It is often very informative to examine the FDTD mesh grid. Enable the XY mesh grid plane by right clicking the XY Grid Plane item in the “Discretization” section of the navigation tree and selecting Show from the contextual menu. You can see that the grid lines are more densely placed around the location of the cylindrical arms. Next, enable the YZ mesh grid plane by right clicking the YZ Grid Plane item in the “Discretization” section of the navigation tree and selecting Show from the contextual menu.
Running the FDTD Simulation
At this time, your project is ready for FDTD simulation. To run a quick simulation of your physical structure, click the Run Button of the Simulate Toolbar to open up the Simulation Run Dialog.

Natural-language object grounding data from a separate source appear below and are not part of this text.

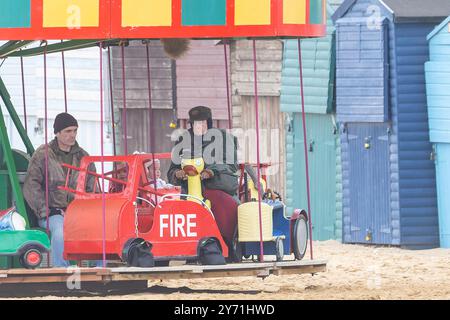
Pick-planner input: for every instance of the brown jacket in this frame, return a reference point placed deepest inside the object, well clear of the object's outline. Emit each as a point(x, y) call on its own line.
point(34, 186)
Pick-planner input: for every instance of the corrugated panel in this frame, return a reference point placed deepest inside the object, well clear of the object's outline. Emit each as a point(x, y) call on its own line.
point(139, 133)
point(318, 64)
point(136, 76)
point(438, 93)
point(368, 176)
point(393, 147)
point(339, 190)
point(443, 190)
point(272, 145)
point(321, 141)
point(354, 13)
point(438, 83)
point(418, 203)
point(269, 59)
point(201, 79)
point(361, 72)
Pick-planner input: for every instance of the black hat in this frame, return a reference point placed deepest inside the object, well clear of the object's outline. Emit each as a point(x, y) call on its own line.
point(64, 120)
point(200, 113)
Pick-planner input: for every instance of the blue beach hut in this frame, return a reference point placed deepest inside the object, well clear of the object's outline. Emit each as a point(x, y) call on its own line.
point(438, 95)
point(389, 187)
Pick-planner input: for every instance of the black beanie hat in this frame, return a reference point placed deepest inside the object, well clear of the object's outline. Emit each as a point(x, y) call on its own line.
point(201, 113)
point(64, 120)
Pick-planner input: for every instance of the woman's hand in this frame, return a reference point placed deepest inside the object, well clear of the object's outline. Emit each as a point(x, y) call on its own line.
point(206, 174)
point(181, 175)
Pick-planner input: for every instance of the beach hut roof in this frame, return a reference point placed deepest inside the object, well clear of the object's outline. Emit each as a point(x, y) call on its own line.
point(407, 10)
point(438, 29)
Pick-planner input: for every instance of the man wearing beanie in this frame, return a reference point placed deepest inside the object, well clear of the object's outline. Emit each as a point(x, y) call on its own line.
point(218, 149)
point(63, 149)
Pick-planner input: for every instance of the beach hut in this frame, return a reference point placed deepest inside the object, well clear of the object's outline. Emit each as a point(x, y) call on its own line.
point(272, 122)
point(389, 187)
point(318, 66)
point(438, 94)
point(201, 80)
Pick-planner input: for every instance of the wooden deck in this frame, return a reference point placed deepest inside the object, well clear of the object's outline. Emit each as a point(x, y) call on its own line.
point(109, 275)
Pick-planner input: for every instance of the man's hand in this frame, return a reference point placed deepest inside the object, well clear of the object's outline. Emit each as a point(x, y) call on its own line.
point(181, 175)
point(206, 174)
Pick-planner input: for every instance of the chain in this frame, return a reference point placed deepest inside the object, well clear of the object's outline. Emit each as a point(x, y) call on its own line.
point(136, 220)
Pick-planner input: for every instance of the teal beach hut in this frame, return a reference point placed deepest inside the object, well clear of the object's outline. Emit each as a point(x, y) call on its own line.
point(318, 65)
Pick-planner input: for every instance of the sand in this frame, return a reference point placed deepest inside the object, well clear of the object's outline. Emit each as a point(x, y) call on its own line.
point(353, 272)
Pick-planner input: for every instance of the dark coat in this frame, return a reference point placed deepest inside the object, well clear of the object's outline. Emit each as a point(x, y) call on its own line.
point(224, 166)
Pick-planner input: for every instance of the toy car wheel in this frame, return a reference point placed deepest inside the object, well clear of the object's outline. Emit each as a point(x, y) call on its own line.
point(300, 237)
point(137, 253)
point(210, 252)
point(279, 248)
point(162, 263)
point(31, 258)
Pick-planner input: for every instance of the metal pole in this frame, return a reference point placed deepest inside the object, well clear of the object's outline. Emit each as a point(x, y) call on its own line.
point(151, 123)
point(124, 97)
point(23, 95)
point(255, 73)
point(102, 151)
point(308, 191)
point(111, 97)
point(230, 120)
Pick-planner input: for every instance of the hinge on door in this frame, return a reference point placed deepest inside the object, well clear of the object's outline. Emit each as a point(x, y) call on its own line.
point(385, 230)
point(433, 153)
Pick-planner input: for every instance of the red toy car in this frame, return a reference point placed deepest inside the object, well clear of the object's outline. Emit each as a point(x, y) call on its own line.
point(134, 211)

Or alternatively, use the keyboard shortcut Ctrl+R, or select the menu item Simulate → Run… The simplest simulation mode in EM.Tempo is Wideband Analysis, which is its default Simulation Mode. In this mode, your physical structure is taken “As Is” and its mesh is passed to the FDTD simulation engine along with the necessary information regarding the sources and observables.

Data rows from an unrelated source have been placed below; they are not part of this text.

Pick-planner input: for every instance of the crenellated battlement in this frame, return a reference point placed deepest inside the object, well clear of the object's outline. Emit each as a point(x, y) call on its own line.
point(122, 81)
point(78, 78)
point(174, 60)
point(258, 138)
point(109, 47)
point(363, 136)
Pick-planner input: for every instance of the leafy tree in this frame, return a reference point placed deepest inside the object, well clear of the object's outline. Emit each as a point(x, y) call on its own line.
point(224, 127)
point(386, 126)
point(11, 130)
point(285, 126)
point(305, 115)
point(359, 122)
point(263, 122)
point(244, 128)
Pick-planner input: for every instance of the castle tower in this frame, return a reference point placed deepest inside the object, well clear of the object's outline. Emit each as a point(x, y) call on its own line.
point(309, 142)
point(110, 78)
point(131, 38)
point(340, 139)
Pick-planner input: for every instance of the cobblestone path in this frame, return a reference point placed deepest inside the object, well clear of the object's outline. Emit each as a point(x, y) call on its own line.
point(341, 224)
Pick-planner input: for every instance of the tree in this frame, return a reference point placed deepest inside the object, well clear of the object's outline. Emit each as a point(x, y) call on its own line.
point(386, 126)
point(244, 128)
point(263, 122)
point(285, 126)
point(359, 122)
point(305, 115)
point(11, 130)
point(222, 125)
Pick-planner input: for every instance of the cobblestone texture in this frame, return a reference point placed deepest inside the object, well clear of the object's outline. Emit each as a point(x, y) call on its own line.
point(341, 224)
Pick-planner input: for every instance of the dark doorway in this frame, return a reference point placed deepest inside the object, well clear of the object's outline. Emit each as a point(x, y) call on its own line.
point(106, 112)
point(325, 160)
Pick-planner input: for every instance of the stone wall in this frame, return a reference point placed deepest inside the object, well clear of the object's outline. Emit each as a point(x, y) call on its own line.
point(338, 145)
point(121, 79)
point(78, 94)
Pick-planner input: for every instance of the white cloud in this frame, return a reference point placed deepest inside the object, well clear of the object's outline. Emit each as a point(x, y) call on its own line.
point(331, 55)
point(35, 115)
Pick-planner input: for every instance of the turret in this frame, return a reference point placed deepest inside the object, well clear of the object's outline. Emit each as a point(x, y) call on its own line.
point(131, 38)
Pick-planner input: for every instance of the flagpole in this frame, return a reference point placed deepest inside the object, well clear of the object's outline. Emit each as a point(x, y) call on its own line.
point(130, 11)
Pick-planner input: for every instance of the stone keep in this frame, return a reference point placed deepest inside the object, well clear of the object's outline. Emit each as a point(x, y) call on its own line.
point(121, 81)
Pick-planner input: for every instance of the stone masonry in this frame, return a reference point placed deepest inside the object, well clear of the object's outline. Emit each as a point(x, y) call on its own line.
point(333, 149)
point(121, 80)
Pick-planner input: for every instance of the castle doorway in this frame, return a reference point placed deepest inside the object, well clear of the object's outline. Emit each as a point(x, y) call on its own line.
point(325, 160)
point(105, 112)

Before you run your first FDTD simulation in EM.Tempo, let’s take a closer look at the FDTD simulation engine’s settings. Click the Settings button next to the “Select Engine” drop-down list to bring up the FDTD Engine Settings dialog. The convergence section ("Termination Criterion") of this dialog offers three criteria for terminating the FDTD time marching scheme. The first one is a Power Threshold, which normally has a default value of -30dB. The second one is a maximum number of steps (No. Time Steps), which normally has a default value of 10,000. The third option is labeled “Both”, which means that both of the above termination criteria will be considered until one of them is met. For this particular structure, the wizard set the power threshold equal to -40dB and the maximum number of time steps to 20,000.

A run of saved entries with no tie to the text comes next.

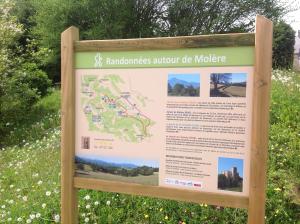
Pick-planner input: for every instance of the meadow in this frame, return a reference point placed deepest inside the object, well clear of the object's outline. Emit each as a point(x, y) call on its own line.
point(30, 173)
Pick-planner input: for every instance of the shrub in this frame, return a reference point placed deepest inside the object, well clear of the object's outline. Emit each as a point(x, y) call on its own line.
point(283, 45)
point(34, 77)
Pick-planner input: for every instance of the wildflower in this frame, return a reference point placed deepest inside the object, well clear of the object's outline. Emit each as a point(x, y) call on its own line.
point(32, 216)
point(56, 218)
point(87, 197)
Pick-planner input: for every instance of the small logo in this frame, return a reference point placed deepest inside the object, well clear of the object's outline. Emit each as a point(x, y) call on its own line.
point(98, 60)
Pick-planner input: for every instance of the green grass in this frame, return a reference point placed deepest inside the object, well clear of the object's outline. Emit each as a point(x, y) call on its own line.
point(30, 169)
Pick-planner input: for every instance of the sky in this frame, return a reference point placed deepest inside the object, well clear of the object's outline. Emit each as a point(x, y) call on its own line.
point(227, 163)
point(293, 18)
point(238, 77)
point(135, 161)
point(186, 77)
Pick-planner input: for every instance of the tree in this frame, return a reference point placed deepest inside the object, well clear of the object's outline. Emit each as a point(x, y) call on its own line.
point(192, 17)
point(219, 78)
point(283, 45)
point(110, 19)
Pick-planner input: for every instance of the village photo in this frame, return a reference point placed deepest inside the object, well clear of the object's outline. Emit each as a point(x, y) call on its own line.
point(230, 174)
point(228, 84)
point(118, 169)
point(184, 85)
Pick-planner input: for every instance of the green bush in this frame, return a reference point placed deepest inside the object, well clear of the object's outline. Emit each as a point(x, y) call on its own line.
point(18, 93)
point(283, 45)
point(34, 77)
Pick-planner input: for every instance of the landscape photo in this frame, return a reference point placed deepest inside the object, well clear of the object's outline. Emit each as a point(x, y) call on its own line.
point(118, 169)
point(184, 85)
point(230, 174)
point(228, 84)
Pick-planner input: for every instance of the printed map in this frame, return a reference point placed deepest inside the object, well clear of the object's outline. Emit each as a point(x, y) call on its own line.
point(111, 107)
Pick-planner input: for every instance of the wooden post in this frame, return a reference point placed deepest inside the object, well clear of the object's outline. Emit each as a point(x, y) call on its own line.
point(260, 120)
point(68, 191)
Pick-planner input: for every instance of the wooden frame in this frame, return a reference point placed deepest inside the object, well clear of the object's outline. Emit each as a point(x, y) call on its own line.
point(255, 203)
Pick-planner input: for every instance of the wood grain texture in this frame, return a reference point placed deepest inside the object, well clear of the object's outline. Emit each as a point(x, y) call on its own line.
point(260, 120)
point(162, 192)
point(218, 40)
point(68, 192)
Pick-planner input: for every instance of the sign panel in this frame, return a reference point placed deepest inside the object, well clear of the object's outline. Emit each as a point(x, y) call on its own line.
point(175, 118)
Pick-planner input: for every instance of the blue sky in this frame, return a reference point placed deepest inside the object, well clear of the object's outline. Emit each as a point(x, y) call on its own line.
point(135, 161)
point(227, 163)
point(186, 77)
point(239, 77)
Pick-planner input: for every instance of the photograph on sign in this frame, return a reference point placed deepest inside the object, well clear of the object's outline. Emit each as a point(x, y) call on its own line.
point(181, 120)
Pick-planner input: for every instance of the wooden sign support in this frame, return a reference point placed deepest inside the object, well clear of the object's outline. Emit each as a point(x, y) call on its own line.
point(255, 203)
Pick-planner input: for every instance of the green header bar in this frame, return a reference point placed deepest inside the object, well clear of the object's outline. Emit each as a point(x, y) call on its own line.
point(192, 57)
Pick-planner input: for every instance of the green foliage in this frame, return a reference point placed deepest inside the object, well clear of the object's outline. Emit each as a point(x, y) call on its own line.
point(35, 78)
point(142, 18)
point(283, 45)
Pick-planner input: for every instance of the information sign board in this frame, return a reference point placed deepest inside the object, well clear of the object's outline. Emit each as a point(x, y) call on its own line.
point(181, 118)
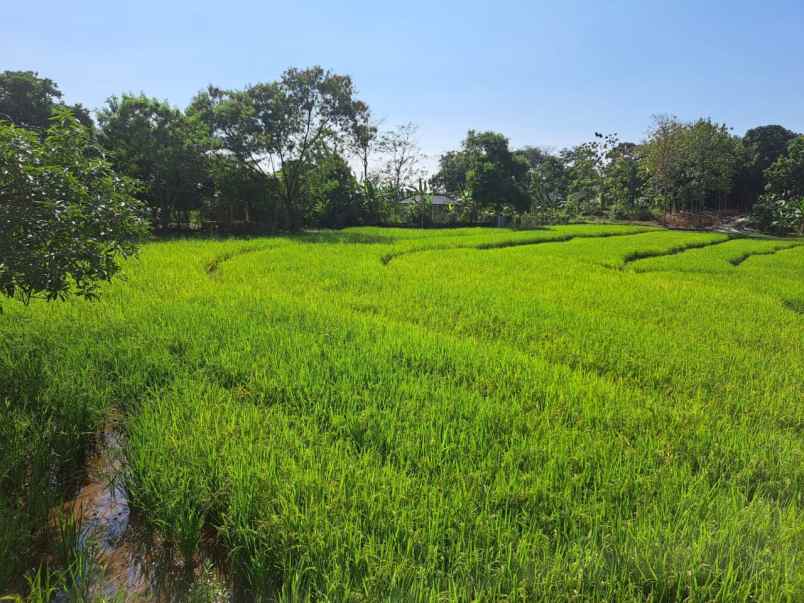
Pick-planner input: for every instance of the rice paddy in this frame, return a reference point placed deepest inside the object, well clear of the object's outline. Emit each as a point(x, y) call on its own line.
point(585, 412)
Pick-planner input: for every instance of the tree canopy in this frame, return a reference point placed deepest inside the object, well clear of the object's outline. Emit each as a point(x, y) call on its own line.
point(65, 216)
point(28, 101)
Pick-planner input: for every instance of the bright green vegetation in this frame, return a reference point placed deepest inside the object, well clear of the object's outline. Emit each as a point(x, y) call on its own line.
point(615, 414)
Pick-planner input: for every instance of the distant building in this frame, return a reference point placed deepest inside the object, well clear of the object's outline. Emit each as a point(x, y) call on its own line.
point(438, 200)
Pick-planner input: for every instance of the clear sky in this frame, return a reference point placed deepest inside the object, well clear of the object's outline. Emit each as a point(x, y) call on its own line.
point(543, 73)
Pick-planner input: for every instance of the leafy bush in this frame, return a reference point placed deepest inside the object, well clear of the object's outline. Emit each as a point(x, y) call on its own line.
point(65, 215)
point(779, 215)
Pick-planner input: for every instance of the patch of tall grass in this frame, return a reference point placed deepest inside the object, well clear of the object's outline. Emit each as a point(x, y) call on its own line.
point(539, 415)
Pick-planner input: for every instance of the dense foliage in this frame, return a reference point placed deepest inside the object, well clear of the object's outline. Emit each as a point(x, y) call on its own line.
point(65, 216)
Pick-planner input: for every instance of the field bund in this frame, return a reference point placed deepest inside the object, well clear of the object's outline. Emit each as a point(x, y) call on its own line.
point(598, 412)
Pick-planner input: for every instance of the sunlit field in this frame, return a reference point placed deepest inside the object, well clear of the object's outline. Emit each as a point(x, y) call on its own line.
point(604, 412)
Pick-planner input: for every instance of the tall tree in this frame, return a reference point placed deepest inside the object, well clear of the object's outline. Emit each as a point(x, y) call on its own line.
point(65, 215)
point(364, 139)
point(690, 166)
point(157, 144)
point(278, 128)
point(763, 145)
point(28, 101)
point(486, 172)
point(401, 168)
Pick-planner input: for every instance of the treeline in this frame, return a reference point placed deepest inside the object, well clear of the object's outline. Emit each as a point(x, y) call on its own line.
point(681, 169)
point(304, 151)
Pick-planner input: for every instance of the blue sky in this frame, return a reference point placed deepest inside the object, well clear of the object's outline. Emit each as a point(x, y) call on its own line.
point(543, 73)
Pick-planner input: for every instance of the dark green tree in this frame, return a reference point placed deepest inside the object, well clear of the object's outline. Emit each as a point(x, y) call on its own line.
point(28, 101)
point(763, 146)
point(690, 166)
point(65, 216)
point(487, 173)
point(279, 128)
point(149, 140)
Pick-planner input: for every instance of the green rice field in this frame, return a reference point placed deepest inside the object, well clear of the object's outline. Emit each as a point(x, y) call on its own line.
point(579, 413)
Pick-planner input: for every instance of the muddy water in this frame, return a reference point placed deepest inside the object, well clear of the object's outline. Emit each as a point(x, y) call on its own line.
point(102, 509)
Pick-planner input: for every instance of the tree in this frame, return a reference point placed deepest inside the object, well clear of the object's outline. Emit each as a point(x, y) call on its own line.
point(781, 208)
point(623, 180)
point(277, 128)
point(337, 198)
point(548, 187)
point(401, 168)
point(364, 140)
point(763, 146)
point(27, 100)
point(486, 172)
point(65, 215)
point(149, 140)
point(690, 166)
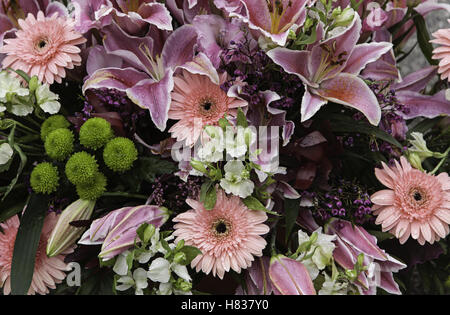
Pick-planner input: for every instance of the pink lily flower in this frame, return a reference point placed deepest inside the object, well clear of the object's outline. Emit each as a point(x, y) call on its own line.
point(150, 64)
point(270, 18)
point(354, 240)
point(117, 230)
point(257, 278)
point(330, 69)
point(133, 16)
point(290, 277)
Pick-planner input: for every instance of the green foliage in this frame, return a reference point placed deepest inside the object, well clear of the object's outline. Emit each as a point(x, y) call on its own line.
point(59, 144)
point(52, 123)
point(44, 178)
point(81, 168)
point(27, 243)
point(95, 133)
point(120, 154)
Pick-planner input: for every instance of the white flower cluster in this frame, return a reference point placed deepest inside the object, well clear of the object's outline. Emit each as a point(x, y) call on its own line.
point(317, 256)
point(160, 270)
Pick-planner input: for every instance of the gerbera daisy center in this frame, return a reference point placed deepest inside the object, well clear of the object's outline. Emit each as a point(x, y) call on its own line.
point(221, 227)
point(418, 196)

For highly resonant structures, it is recommended that you establish a much more demanding convergence criterion with a lower power threshold value and a larger number of time steps. |
To run the simulation, click the Run button of the Simulation Run Dialog. A separate window pops up displaying messages from the simulation engine. In four separate fields, the engine reports the current time step, elapsed time, performance in MCells/second, and convergence status. Once the simulation is completed, you can close the message window and return to the project workspace. The navigation tree and data manager are now populated with simulation results.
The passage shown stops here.